Virginia siempre decía que aunque la casa de los Scaglia no era la mejor de Altos de la Cascada, era la que más llamaba la atención de los clientes de su inmobiliaria. Y si había alguien que sabía de mejores y peores casas en nuestro barrio, esa era ella. Sin duda la casa del Tano era una de las más grandes del country, y eso también marcaba una diferencia. Muchos de nosotros la mirábamos con cierta envidia, aunque ninguno se atrevería a confesarlo. De ladrillo enrasado, con techo de teja pizarra negra a varias aguas y carpintería de madera blanca, tenía dos plantas, seis dormitorios, ocho baños, sin contar el de la pieza de servicio. Salió en dos o tres revistas de decoración gracias a los contactos del arquitecto que la construyó. En la planta alta funcionaba un home theatre, y junto a la cocina, un family con muebles de ratán y una mesa de madera y hierro patinado color óxido. El living estaba frente a la pileta de natación y desde los sillones color arena, frente al ventanal que iba de pared a pared y del piso al techo, uno tenía la sensación de que estaba en el deck de madera que se extendía en cuanto terminaba la galería.

En el jardín cada arbusto había sido puesto en un lugar predeterminado de acuerdo con su color, altura, espesor, movimiento. "Es mi carta de presentación", decía Teresa, que al poco tiempo de mudarse a La Cascada abandonó grafología para empezar a estudiar paisajismo y, aunque no necesitaba trabajar, siempre parecía a la búsqueda de nuevos clientes, como si conquistarlos representara para ella mucho más que un nuevo jardín que atender. En su casa no había plantas marchitas ni apestadas, no había plantas que hubieran nacido porque sí, porque voló una semilla y allí cayó, no se veían hormigueros ni babosas. El pasto era como una alfombra de un verde intenso, inmaculado, sin matices. En una línea imaginaria, en el punto exacto donde cambiaba el color del pasto, terminaba el jardín y comenzaba la cancha de golf, el hoyo 17; un bunker de arena sobre el costado izquierdo, y un hazard, un pequeño espejo de agua artificial, sobre la derecha, completaban la vista desde la casa.

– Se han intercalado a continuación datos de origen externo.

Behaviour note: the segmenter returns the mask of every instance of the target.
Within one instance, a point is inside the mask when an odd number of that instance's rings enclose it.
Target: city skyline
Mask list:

Teresa entró por la puerta que da al estacionamiento. No necesitó usar llaves, en Altos de la Casca da no echamos llave a las puertas. Dice que le llamó la atención no oír las risotadas típicas de su marido y sus amigos. Nuestros amigos. Risotadas ahogadas en alcohol. Y se alegró de no tener que ir a saludarlos, estaba demasiado cansada como para tolerar los mismos chistes de siempre, dijo. Como todos los jueves, se habían juntado a comer y a jugar a las cartas y por tradición, desde tiempo atrás, ese día sus mujeres tenían que ir al cine. Excepto Virginia, que hacía tiempo había dejado de ir con excusas de distinto tipo que nadie se molestaba en analizar demasiado, y en voz baja todos atribuíamos su alejamiento a sus problemas económicos. Los hijos de los Scaglia tampoco estaban esa noche; Matías dormía en casa de los Florín, y Sofía, muy a su pesar, por la insistencia de su padre había ido a dormir a la casa de sus abuelos maternos. Y la mucama de franco, el propio Tano había establecido que se tomara su descanso los jueves para que ese día nadie en la casa pudiera molestarlo ni a él ni a sus amigos, interrumpiendo por lo que fuera su partida de cartas.